Yanımdaki bedene sarıldım. "Hazel nerede?"
Elleri saçlarımda dolaşmaya devam etti. Ne yapmıştı bilmiyordum ama artık ağrımıyordu.
"Buradayım."
Gözlerimi açtım. Anneme hiç bakmadan kafamı kaldırdım ve Hazel'le göz göze geldim. Yanımda olduğunu görünce başımı yeniden annemin göğsüne bastırdım.
Biraz sırnaşsam kızmazdı bence.
"Ağrının sebebini biliyorsun, değil mi Ulya?"
Evet. Kesinlikle.
İlaçlar. Daha doğrusu ilaçları almamak.
Beline daha çok sarılıp yüzümü göğsüne sakladım.
"Uyuyarak kaçabileceğini mi düşünüyorsun?"

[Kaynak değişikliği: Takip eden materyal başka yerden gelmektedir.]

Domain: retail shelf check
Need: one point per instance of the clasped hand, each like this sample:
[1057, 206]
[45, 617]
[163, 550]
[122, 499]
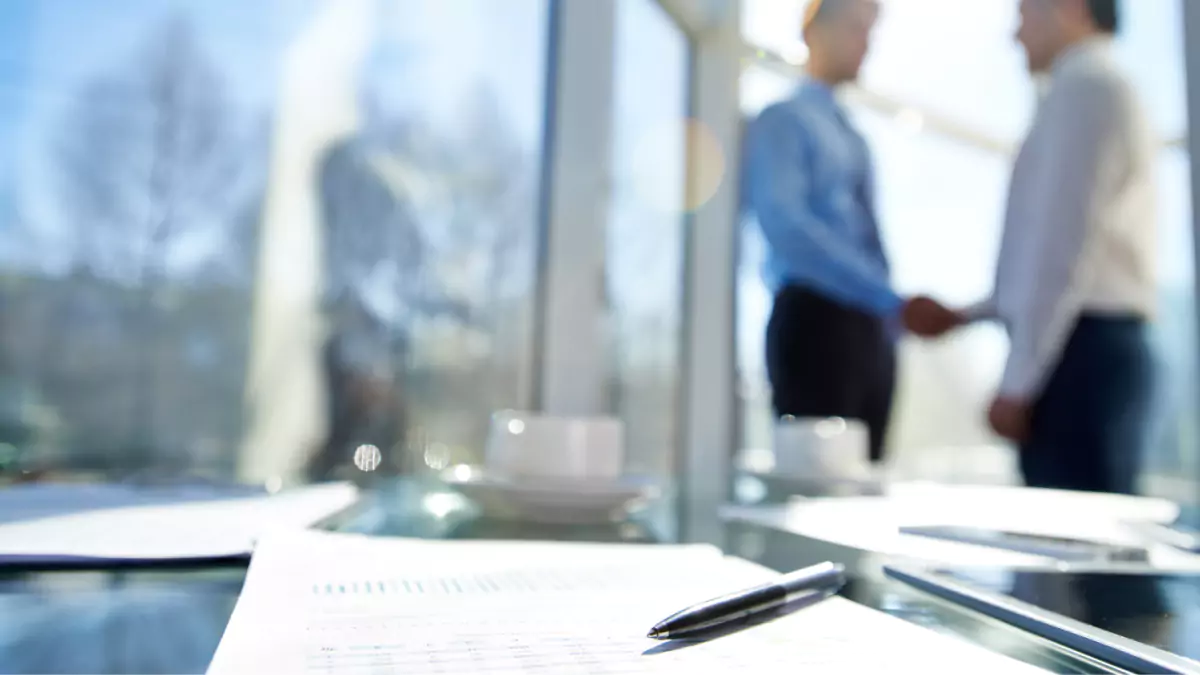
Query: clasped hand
[929, 318]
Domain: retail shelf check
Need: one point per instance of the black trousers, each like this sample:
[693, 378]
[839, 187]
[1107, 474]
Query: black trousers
[826, 359]
[1091, 423]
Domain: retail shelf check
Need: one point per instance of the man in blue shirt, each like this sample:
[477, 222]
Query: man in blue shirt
[810, 183]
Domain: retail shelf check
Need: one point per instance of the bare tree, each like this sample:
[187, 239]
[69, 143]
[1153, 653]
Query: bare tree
[148, 163]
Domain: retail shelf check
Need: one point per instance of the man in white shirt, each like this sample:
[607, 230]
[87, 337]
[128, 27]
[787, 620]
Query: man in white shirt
[1075, 281]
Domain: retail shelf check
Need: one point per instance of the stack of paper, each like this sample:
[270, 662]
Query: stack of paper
[337, 603]
[198, 530]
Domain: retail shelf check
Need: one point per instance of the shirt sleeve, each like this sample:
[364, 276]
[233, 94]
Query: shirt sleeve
[1083, 151]
[780, 187]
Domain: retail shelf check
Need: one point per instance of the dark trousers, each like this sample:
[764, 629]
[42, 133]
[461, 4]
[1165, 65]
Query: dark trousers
[826, 359]
[1091, 423]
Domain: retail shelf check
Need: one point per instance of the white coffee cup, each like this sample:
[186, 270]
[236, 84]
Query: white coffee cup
[822, 448]
[534, 446]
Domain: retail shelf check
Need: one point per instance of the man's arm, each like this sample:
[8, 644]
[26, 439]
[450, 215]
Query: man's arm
[780, 187]
[1083, 150]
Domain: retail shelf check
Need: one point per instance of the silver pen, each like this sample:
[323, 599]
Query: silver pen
[826, 578]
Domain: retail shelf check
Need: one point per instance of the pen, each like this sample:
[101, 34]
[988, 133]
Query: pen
[827, 577]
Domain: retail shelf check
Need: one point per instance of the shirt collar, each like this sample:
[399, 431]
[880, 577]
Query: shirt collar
[1080, 53]
[814, 89]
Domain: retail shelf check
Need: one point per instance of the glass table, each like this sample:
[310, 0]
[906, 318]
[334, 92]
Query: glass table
[171, 620]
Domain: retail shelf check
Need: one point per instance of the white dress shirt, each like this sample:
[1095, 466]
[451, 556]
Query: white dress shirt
[1080, 225]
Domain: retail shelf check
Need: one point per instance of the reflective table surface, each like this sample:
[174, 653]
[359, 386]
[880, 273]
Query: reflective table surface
[171, 620]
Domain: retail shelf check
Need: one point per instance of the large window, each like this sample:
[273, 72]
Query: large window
[945, 97]
[256, 237]
[646, 233]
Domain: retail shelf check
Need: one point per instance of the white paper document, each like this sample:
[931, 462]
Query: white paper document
[184, 531]
[343, 604]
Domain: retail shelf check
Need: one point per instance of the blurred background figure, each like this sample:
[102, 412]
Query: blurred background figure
[1075, 281]
[831, 347]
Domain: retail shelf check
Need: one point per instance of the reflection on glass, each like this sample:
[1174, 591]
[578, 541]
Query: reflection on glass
[240, 239]
[646, 237]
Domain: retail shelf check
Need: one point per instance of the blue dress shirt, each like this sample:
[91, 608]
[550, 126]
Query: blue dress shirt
[810, 183]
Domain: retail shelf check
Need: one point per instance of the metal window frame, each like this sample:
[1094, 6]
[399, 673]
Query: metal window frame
[1192, 66]
[577, 186]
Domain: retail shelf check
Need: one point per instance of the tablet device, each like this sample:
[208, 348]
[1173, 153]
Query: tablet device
[1179, 536]
[1145, 621]
[1060, 548]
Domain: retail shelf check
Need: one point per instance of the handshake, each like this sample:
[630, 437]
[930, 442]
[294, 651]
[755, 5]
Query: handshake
[929, 318]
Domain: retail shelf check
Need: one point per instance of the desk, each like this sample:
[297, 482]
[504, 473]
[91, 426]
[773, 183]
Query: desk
[171, 621]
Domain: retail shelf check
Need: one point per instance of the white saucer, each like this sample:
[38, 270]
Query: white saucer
[553, 501]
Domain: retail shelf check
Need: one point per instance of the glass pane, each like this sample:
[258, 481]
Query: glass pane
[252, 238]
[646, 239]
[1173, 467]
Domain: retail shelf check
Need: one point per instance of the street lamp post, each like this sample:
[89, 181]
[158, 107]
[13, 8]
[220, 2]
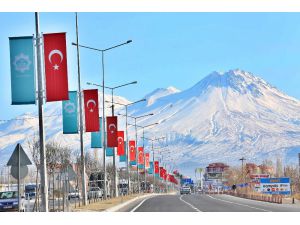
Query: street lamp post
[127, 155]
[112, 113]
[103, 100]
[243, 159]
[136, 140]
[143, 127]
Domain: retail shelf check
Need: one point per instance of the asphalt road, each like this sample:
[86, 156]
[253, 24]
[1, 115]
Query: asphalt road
[205, 203]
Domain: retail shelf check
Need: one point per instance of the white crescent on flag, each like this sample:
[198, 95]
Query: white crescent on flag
[112, 125]
[53, 52]
[93, 102]
[120, 140]
[56, 51]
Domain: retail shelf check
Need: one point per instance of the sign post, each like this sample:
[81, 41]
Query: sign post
[17, 160]
[275, 186]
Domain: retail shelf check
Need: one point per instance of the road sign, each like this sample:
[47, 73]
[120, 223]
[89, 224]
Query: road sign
[18, 160]
[279, 186]
[14, 170]
[14, 159]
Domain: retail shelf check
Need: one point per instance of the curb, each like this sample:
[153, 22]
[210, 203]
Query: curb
[118, 207]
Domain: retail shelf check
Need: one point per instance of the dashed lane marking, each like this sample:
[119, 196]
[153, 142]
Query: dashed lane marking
[189, 204]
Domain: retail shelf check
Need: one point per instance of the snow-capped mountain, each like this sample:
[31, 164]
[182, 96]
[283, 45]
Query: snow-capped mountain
[221, 118]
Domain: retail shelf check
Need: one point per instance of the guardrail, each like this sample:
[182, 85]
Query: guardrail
[258, 197]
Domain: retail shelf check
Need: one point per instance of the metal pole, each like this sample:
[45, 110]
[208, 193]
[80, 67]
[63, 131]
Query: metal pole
[82, 160]
[137, 156]
[103, 127]
[153, 169]
[43, 169]
[145, 178]
[127, 151]
[19, 189]
[114, 150]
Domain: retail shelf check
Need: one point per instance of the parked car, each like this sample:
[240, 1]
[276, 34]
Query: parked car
[9, 201]
[185, 190]
[74, 194]
[95, 192]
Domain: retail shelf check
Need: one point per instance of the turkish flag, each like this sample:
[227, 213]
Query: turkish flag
[161, 172]
[156, 167]
[56, 71]
[147, 160]
[112, 131]
[120, 150]
[141, 155]
[132, 155]
[91, 110]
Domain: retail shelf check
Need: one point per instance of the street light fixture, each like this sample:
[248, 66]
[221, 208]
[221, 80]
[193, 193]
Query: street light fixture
[153, 157]
[112, 113]
[143, 127]
[103, 101]
[136, 139]
[242, 159]
[127, 158]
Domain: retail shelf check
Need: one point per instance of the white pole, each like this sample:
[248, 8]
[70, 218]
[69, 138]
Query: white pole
[82, 160]
[43, 169]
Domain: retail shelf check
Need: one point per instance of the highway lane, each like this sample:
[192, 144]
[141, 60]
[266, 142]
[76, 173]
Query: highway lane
[205, 203]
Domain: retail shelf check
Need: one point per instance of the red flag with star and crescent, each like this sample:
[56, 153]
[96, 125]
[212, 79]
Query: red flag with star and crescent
[91, 110]
[56, 71]
[120, 150]
[141, 155]
[132, 155]
[147, 160]
[112, 131]
[156, 167]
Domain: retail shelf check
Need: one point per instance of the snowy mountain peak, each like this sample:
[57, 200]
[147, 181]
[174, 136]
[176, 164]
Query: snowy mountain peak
[237, 80]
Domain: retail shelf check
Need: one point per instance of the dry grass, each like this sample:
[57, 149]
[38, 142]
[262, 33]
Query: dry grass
[297, 196]
[103, 205]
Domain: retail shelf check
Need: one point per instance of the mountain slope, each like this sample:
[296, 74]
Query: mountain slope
[221, 118]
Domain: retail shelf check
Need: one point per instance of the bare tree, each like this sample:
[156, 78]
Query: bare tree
[34, 149]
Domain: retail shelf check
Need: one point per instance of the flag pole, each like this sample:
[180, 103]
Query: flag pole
[43, 169]
[82, 160]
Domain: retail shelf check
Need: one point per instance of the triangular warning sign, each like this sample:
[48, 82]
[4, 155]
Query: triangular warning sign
[14, 159]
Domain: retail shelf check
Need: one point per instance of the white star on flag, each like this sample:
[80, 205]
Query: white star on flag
[56, 67]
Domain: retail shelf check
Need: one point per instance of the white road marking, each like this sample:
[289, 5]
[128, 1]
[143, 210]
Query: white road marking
[135, 208]
[189, 204]
[239, 204]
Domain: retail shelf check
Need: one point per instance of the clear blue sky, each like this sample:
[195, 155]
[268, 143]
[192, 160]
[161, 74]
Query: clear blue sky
[168, 49]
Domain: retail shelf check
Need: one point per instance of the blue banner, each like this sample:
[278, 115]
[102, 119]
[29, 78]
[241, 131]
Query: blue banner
[132, 163]
[70, 114]
[150, 170]
[141, 166]
[275, 186]
[96, 137]
[123, 157]
[275, 180]
[22, 70]
[109, 151]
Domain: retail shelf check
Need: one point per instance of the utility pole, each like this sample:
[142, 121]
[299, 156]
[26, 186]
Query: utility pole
[43, 169]
[82, 160]
[243, 159]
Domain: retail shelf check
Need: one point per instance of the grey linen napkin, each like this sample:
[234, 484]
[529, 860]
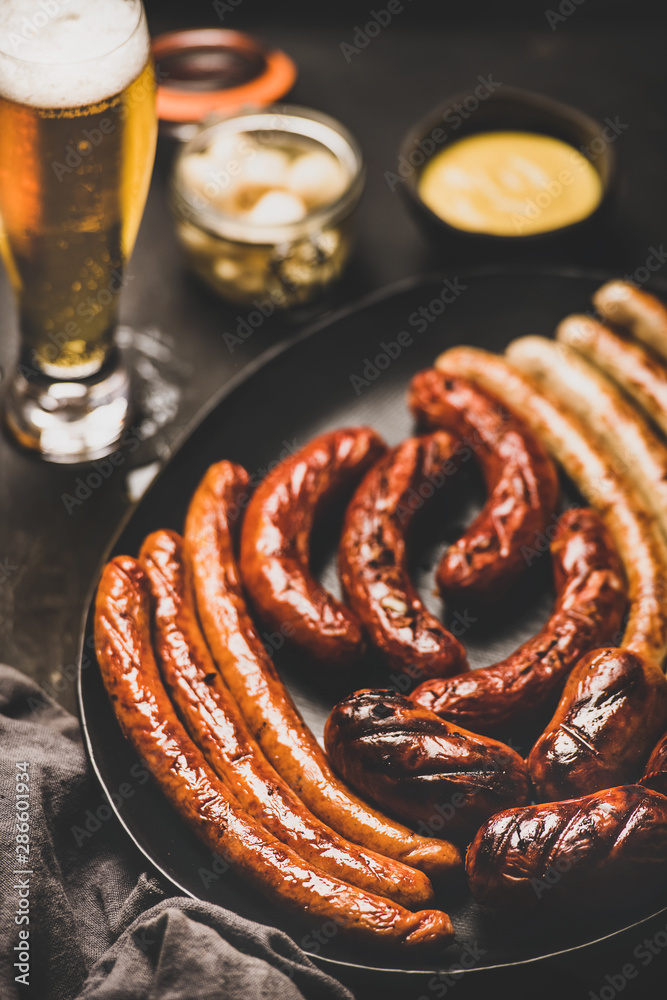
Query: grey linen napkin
[88, 899]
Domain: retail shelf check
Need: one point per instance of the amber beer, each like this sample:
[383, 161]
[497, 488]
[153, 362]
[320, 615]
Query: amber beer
[77, 140]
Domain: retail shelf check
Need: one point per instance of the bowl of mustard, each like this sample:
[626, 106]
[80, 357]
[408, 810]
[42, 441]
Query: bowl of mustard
[504, 169]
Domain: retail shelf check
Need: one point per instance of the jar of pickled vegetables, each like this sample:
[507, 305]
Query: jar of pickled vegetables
[264, 204]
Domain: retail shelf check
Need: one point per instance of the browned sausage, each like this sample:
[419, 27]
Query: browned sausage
[612, 711]
[615, 737]
[591, 597]
[216, 725]
[373, 561]
[599, 852]
[148, 719]
[635, 368]
[641, 313]
[655, 772]
[431, 773]
[276, 539]
[521, 481]
[634, 449]
[265, 703]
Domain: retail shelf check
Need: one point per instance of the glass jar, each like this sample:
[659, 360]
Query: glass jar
[265, 202]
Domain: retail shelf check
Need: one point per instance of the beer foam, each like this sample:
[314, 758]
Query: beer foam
[68, 53]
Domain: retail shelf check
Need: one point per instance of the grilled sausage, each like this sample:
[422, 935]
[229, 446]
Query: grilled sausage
[641, 313]
[521, 481]
[655, 772]
[266, 705]
[638, 541]
[635, 450]
[216, 725]
[594, 853]
[616, 737]
[431, 773]
[276, 539]
[612, 711]
[637, 370]
[373, 561]
[148, 719]
[591, 597]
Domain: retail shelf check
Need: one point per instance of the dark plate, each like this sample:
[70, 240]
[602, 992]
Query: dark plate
[309, 385]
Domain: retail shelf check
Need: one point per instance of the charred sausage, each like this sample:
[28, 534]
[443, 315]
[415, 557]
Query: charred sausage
[591, 597]
[216, 725]
[577, 856]
[265, 703]
[655, 772]
[276, 541]
[636, 537]
[611, 715]
[148, 719]
[521, 481]
[612, 711]
[373, 561]
[431, 773]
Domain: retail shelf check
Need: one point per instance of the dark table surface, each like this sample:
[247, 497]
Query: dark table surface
[608, 58]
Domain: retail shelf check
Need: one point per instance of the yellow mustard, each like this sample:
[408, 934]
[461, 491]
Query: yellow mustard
[510, 184]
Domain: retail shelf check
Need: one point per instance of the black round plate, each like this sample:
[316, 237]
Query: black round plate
[352, 369]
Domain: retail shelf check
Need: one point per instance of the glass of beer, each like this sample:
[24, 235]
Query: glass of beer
[77, 142]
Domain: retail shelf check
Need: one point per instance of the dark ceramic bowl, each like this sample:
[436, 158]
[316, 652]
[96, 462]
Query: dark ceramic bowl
[509, 108]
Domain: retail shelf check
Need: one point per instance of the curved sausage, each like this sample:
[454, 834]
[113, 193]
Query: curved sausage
[276, 539]
[373, 561]
[635, 451]
[594, 853]
[644, 554]
[521, 481]
[637, 539]
[434, 775]
[591, 598]
[216, 725]
[125, 656]
[655, 772]
[612, 711]
[265, 703]
[638, 372]
[641, 313]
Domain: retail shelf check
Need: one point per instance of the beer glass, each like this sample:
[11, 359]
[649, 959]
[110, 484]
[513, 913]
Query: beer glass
[77, 141]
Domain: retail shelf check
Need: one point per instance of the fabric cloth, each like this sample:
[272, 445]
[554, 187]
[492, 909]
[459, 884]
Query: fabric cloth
[78, 908]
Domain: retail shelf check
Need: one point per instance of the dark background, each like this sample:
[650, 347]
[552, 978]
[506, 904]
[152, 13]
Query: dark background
[608, 58]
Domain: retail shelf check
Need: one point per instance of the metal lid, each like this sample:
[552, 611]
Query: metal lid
[203, 71]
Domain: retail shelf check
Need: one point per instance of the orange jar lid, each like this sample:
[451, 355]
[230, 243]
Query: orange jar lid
[201, 71]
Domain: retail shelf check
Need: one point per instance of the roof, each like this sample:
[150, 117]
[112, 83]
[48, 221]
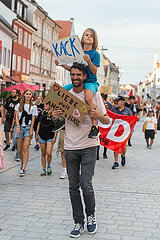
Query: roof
[66, 28]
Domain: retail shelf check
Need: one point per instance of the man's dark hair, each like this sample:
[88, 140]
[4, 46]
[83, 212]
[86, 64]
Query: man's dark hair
[79, 66]
[132, 97]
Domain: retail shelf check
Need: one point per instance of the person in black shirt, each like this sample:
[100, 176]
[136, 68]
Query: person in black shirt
[9, 106]
[40, 107]
[46, 137]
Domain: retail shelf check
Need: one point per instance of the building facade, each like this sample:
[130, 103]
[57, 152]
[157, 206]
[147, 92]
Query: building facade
[7, 35]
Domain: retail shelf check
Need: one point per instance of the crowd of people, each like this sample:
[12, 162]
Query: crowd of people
[79, 146]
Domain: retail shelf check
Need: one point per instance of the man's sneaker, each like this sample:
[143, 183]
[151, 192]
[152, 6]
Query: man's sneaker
[105, 156]
[59, 124]
[115, 165]
[6, 147]
[123, 161]
[77, 231]
[93, 132]
[49, 170]
[91, 224]
[64, 175]
[13, 148]
[22, 173]
[43, 173]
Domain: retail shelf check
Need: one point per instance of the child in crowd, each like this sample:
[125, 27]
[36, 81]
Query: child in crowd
[150, 128]
[89, 43]
[26, 112]
[46, 137]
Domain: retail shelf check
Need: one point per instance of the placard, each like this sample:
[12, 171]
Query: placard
[106, 89]
[67, 50]
[74, 110]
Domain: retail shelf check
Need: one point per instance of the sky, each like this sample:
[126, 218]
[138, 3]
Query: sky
[130, 30]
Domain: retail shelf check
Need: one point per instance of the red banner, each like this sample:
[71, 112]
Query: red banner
[115, 135]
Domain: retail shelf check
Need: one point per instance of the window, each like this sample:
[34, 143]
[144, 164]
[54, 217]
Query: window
[24, 65]
[8, 60]
[16, 30]
[29, 41]
[19, 9]
[25, 39]
[14, 62]
[18, 64]
[33, 57]
[28, 64]
[20, 36]
[4, 56]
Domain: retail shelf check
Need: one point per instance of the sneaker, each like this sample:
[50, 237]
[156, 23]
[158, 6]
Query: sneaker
[115, 165]
[43, 173]
[59, 124]
[22, 173]
[91, 224]
[18, 159]
[49, 170]
[64, 175]
[13, 148]
[6, 147]
[105, 156]
[77, 231]
[93, 132]
[123, 161]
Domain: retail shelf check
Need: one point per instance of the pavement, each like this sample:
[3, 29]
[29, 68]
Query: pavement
[127, 199]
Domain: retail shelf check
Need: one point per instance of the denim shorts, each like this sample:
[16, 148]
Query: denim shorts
[90, 86]
[24, 132]
[40, 140]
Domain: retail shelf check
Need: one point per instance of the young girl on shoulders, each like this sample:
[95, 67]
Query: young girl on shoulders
[26, 112]
[150, 128]
[89, 43]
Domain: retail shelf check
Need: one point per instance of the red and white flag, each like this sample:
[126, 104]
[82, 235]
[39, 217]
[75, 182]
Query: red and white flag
[116, 134]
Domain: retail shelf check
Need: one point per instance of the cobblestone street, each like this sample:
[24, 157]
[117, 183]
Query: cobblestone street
[127, 199]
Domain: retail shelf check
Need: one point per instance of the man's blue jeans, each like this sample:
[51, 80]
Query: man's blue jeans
[80, 170]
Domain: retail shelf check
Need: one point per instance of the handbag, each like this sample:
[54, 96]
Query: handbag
[2, 166]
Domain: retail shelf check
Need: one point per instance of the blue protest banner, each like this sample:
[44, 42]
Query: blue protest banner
[67, 50]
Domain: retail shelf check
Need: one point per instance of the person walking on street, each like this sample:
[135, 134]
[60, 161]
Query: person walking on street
[122, 110]
[46, 137]
[9, 106]
[26, 112]
[40, 107]
[150, 128]
[80, 154]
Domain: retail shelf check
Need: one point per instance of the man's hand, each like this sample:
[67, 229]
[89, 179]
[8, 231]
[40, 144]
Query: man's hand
[56, 114]
[86, 58]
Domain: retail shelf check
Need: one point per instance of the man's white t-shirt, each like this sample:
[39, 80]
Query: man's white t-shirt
[150, 123]
[77, 137]
[33, 111]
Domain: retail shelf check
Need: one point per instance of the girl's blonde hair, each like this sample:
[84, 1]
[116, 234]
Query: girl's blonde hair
[95, 38]
[22, 102]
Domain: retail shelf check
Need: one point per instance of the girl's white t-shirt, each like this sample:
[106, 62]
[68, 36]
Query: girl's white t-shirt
[33, 111]
[150, 123]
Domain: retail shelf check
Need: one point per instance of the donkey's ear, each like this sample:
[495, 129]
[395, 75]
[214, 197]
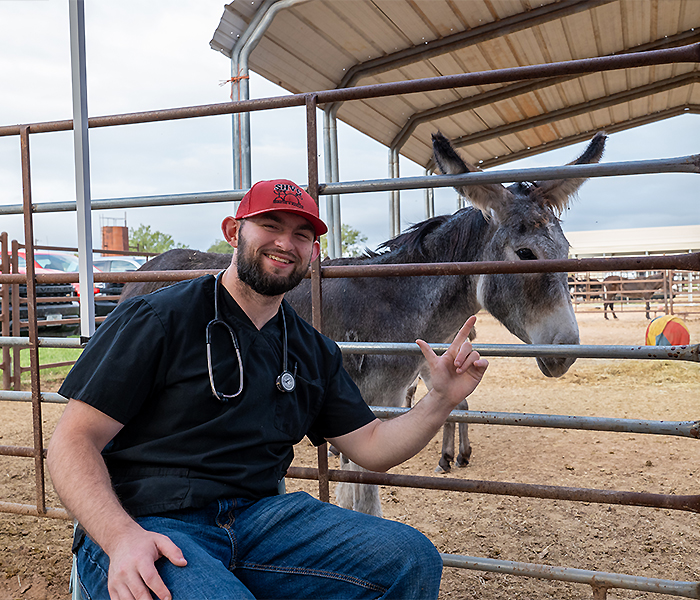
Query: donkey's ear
[488, 197]
[557, 193]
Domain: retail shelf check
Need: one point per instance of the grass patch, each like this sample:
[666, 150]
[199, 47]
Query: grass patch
[51, 377]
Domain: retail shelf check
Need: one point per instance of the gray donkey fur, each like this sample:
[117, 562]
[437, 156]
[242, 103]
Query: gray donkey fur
[515, 223]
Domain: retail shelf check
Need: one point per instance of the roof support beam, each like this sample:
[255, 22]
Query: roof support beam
[583, 108]
[463, 39]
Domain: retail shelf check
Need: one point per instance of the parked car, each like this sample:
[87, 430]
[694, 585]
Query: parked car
[118, 264]
[68, 263]
[64, 305]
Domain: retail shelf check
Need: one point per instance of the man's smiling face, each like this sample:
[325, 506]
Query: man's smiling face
[274, 251]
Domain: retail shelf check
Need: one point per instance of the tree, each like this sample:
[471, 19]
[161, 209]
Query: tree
[351, 240]
[221, 246]
[145, 240]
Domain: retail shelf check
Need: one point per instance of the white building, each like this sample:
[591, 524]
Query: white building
[634, 242]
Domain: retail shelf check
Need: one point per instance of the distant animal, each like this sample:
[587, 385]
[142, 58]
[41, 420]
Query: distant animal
[640, 287]
[515, 223]
[584, 290]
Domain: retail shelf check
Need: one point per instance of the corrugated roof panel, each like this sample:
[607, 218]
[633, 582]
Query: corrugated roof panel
[313, 45]
[371, 33]
[440, 16]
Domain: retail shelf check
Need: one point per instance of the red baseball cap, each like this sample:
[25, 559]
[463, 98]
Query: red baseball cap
[284, 195]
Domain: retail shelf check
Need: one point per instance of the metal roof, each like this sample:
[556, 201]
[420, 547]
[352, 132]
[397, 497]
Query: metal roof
[326, 44]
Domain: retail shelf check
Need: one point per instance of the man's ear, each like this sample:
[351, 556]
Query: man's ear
[230, 228]
[316, 250]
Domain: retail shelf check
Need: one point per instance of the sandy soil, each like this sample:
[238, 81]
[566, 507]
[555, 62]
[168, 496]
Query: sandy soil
[35, 555]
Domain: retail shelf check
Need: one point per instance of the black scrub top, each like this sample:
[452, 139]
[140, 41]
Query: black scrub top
[180, 447]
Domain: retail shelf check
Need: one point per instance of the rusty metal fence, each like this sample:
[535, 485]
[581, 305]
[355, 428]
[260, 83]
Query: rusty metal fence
[600, 582]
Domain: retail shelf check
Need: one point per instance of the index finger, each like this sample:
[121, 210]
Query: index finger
[463, 334]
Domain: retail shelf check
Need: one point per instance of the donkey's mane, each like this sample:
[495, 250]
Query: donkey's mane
[459, 233]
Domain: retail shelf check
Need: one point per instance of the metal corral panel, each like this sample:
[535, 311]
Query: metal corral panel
[324, 44]
[633, 242]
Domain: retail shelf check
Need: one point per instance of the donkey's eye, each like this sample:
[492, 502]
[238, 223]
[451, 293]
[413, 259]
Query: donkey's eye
[526, 254]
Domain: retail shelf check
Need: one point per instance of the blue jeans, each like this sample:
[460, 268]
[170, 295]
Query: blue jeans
[289, 546]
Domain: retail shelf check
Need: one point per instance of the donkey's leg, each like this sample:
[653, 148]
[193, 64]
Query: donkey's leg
[465, 448]
[355, 496]
[447, 453]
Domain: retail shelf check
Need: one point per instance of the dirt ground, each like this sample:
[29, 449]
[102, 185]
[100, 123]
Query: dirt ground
[35, 552]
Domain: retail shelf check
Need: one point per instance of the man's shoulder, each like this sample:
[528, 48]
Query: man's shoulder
[180, 295]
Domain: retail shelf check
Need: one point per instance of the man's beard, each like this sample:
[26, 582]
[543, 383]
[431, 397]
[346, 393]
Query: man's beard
[250, 272]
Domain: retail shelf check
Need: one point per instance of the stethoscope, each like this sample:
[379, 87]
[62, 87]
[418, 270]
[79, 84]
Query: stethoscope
[285, 381]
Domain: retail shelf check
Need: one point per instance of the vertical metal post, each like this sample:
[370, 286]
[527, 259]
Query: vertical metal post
[316, 308]
[82, 167]
[6, 364]
[330, 205]
[16, 325]
[429, 200]
[32, 325]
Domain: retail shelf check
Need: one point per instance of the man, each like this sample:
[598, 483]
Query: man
[183, 411]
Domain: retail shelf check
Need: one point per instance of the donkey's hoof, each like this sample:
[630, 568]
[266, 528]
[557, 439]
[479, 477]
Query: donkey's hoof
[462, 462]
[443, 466]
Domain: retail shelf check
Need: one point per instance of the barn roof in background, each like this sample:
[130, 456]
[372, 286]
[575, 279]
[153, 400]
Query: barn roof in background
[326, 44]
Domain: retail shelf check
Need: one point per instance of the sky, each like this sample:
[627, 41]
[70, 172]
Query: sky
[155, 54]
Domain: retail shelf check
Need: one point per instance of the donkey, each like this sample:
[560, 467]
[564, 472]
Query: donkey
[515, 223]
[640, 287]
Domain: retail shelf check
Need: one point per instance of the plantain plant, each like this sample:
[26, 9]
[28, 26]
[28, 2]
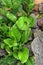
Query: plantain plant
[15, 28]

Belki evet, belki hayır... Ne fark ederdi?
"Özür dilerim."
Elleri sırtımda dolaşmaya devam etti. Bana kızmadığına dair bir izlenime kapılıyordum.
"Tabii ki özür dilersin."
Beni yine öptü. Hazel'in gözlerini sırtımda hissediyordum. Ama o beni savunmazdı, daha çok gömerdi.
"Kızdın mı?"
Derin bir nefes verdi. "Bunu yarın konuşacağız."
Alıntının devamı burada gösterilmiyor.